Thanks. I've been running xorg-1.5 for some time now. Right now I'm building KDE-4.2.2. Everytime it tries to emerge a gtk+ application it sits in an infinite loop. I've just been CTRL-Cing it and typing emerge --resume --skip-first to get the KDE stuff.

Still need to figure out how to tell the device-manager script that he is baselayout-1 capable.

----------

## RayDude

Update:

gtk-query-immodules is hanging with 100% cpu usage while gtk+ is merging.

There is a new version of openrc which I'm hoping will fix booting with udev-141

----------

## RayDude

Any application associated with gtk hangs while attempting to emerge (with 100% cpu).

I have baselayout-2 running, and its loading my enet driver correctly (r8169). But I can't ping anything but myself.

If I ping my subnet I get: Destination Host Unreachable.

baselayout 1.x just doesn't seem possible because of all the underlying changes.

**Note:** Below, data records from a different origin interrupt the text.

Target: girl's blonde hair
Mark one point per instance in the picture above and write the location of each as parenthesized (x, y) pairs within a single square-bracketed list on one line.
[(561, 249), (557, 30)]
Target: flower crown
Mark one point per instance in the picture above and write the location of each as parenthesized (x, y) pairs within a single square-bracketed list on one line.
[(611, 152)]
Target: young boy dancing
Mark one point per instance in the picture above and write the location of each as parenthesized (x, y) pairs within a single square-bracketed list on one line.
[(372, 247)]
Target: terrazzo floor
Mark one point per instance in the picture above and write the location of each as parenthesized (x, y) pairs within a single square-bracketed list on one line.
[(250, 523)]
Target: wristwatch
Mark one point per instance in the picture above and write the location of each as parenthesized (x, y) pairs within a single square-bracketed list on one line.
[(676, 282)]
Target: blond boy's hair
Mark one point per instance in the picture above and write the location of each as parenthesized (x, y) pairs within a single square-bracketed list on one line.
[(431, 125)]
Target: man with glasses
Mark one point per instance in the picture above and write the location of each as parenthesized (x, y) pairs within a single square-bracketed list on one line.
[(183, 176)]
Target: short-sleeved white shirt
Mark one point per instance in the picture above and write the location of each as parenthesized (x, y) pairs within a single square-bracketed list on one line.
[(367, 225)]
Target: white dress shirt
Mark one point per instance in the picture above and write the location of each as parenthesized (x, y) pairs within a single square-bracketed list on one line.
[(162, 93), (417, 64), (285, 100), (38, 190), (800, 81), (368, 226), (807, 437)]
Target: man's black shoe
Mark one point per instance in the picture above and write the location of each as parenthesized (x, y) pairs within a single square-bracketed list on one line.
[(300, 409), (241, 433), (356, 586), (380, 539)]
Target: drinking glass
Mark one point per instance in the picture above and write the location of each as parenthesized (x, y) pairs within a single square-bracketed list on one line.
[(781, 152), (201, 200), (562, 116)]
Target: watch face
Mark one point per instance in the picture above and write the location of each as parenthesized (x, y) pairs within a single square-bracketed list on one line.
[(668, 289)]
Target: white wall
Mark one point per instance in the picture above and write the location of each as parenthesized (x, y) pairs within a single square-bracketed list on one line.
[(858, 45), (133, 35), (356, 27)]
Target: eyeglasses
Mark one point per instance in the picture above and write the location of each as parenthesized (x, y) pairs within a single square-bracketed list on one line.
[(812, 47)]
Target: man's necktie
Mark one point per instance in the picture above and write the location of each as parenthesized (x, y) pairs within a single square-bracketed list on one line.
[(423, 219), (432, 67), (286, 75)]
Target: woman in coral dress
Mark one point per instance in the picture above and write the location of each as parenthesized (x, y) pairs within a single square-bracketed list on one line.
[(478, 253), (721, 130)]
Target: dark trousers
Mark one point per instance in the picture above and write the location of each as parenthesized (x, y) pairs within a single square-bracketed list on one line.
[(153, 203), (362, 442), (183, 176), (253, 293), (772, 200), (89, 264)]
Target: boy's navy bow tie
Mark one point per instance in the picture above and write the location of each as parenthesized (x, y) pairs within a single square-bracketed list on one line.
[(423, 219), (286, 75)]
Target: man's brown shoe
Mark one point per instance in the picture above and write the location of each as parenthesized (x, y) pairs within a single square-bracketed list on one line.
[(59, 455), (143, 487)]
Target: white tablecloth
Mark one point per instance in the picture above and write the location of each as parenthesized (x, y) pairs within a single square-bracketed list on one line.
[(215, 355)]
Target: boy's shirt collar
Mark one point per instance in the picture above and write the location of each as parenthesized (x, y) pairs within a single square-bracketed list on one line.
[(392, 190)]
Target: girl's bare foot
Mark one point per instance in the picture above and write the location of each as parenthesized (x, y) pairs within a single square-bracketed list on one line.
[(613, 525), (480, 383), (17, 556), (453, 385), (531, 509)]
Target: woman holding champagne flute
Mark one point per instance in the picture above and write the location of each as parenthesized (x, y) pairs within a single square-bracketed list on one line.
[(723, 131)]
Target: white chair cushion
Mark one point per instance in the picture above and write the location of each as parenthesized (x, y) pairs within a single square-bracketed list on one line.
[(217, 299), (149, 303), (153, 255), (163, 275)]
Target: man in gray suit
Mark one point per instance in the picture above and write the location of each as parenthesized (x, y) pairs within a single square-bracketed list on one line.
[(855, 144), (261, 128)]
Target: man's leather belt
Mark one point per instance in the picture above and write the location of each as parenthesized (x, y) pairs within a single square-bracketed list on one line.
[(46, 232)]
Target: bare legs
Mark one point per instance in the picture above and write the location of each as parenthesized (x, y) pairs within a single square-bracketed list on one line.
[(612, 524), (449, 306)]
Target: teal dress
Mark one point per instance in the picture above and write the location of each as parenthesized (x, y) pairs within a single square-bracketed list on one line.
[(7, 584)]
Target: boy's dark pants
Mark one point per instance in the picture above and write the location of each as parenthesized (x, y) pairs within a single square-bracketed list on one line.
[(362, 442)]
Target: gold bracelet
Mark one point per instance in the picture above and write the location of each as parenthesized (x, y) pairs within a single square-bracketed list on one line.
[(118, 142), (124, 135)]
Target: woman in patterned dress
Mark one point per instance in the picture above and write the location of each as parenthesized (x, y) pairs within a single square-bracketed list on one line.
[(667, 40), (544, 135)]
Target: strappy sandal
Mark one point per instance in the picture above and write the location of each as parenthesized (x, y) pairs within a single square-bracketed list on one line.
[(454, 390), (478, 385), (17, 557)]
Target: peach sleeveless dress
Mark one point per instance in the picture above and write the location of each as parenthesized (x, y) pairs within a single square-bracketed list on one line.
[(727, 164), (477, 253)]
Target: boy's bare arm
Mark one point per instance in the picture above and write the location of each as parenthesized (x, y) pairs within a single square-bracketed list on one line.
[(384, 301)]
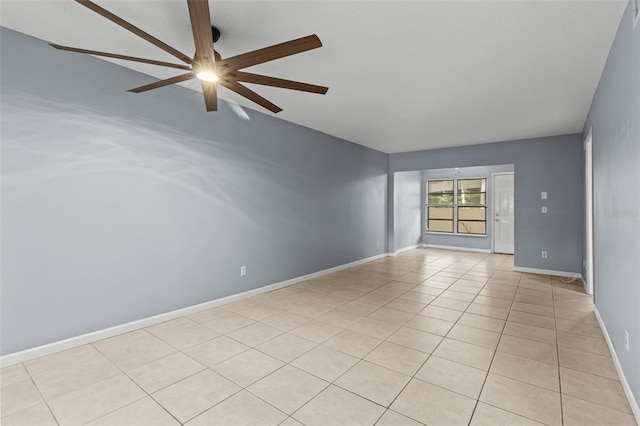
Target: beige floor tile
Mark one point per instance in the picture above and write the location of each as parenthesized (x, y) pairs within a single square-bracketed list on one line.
[(577, 412), (373, 382), (596, 389), (353, 343), (316, 331), (430, 325), (521, 398), (456, 295), (288, 388), (391, 418), (285, 321), (433, 405), (487, 415), (455, 377), (66, 371), (415, 339), (260, 312), (311, 310), (226, 323), (242, 409), (482, 322), (12, 374), (94, 401), (164, 372), (465, 353), (37, 415), (443, 302), (18, 396), (326, 363), (183, 333), (144, 412), (465, 333), (580, 343), (375, 328), (335, 406), (530, 332), (339, 318), (286, 347), (406, 305), (248, 367), (359, 308), (131, 350), (489, 311), (255, 334), (526, 370), (533, 309), (532, 319), (207, 314), (196, 394), (215, 351), (588, 363), (398, 358), (529, 349), (444, 314), (579, 327)]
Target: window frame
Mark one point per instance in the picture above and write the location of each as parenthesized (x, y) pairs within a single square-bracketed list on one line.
[(455, 207)]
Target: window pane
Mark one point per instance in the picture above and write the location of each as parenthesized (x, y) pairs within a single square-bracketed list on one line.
[(472, 199), (440, 192), (472, 185), (440, 225), (468, 227), (441, 213), (472, 213)]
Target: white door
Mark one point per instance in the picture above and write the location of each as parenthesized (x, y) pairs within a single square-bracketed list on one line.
[(503, 211)]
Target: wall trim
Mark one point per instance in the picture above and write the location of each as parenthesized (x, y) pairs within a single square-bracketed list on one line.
[(635, 408), (457, 248), (72, 342), (402, 250), (575, 275)]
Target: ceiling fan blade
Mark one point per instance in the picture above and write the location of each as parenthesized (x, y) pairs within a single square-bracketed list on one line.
[(162, 83), (250, 94), (272, 52), (137, 31), (202, 35), (264, 80), (116, 56), (210, 92)]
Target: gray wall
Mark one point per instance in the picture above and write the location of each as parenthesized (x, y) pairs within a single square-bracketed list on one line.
[(553, 164), (464, 241), (407, 204), (117, 207), (615, 118)]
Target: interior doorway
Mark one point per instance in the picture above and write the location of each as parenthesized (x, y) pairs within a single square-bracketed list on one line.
[(503, 213)]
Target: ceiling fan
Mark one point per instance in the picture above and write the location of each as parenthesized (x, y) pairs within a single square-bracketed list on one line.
[(207, 64)]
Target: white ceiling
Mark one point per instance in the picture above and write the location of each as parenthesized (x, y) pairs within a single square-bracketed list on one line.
[(402, 75)]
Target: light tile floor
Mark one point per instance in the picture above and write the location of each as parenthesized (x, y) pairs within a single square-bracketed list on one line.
[(429, 337)]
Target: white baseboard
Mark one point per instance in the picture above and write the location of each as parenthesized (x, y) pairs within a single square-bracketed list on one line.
[(402, 250), (72, 342), (635, 408), (457, 248), (575, 275)]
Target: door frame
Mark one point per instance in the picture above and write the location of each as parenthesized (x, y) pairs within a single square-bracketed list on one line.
[(493, 210), (589, 228)]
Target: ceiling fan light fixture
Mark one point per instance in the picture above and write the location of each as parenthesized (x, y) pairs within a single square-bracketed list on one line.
[(207, 76)]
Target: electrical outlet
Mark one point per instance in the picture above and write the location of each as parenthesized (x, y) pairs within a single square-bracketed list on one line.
[(626, 339)]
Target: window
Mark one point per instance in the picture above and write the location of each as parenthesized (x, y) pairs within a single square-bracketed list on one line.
[(462, 202)]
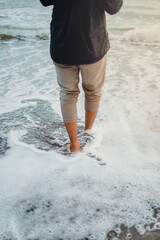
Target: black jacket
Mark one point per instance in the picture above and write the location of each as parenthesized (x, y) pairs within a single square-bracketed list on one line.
[(78, 29)]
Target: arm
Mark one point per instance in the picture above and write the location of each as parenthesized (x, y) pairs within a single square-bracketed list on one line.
[(46, 3), (112, 6)]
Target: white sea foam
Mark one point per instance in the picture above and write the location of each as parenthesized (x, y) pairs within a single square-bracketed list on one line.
[(149, 34), (82, 196)]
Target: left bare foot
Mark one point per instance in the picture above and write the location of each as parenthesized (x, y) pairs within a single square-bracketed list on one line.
[(74, 147)]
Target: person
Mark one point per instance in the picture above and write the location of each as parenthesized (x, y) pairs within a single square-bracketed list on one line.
[(79, 44)]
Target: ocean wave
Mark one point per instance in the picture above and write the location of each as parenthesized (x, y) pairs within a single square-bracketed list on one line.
[(143, 35), (7, 37)]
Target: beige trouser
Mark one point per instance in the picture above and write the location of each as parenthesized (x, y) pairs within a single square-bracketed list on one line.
[(93, 78)]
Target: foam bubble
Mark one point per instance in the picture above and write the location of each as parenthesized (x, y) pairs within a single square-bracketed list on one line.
[(143, 35)]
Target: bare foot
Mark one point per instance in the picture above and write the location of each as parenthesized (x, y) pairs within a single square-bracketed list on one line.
[(75, 147)]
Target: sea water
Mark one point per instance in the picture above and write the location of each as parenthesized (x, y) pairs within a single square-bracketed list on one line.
[(45, 193)]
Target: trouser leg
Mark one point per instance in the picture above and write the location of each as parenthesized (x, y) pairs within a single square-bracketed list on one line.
[(93, 78), (68, 79)]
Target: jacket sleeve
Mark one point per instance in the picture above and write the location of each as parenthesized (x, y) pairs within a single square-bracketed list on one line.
[(46, 3), (112, 6)]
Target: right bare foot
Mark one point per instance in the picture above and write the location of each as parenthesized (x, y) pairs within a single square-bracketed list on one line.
[(75, 147)]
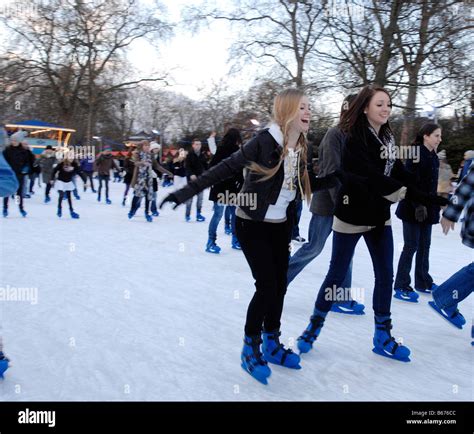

I get reams of warnings about missing files, even though networking works with it.

Any help would be greatly appreciated.

Brian

----------

## RayDude

Partially solved.

It turns out (and I didn't remember this) that I have two realtech ethernet controllers on this mobo. For some reason the new udev swapped the ports and the connector I have been using as eth0 changed to eth1.

I plugged the cable into the other port and voila, network connection again.

Now I'm going after gtk+

Brian

----------

## RayDude

emerge gtk hangs here:

../../gtk/gtk-query-immodules-2.0 im-am-et.la im-cedilla.la im-cyrillic-translit.la  im-inuktitut.la im-ipa.la im-multipress.la im-thai.la im-ti-er.la im-ti-et.la im-viqr.la im-xim.la  > gtk.immodules

Its not really hung though because I can CTRL-C out of it. It takes 100% of one CPU, but never comes out.

I don't even know what gtk-query-immodules-2.0 belongs to.

----------

## RayDude

BUMP.

I'm really stuck. I can't get emerge -e world to complete. I can't get KDE to run. All the applications that rely on gtk+ won't emerge.

I might be able to reinstall, but damn that would suck.

Perhaps I should start a new thread in another forum. my networking issue is solved.

----------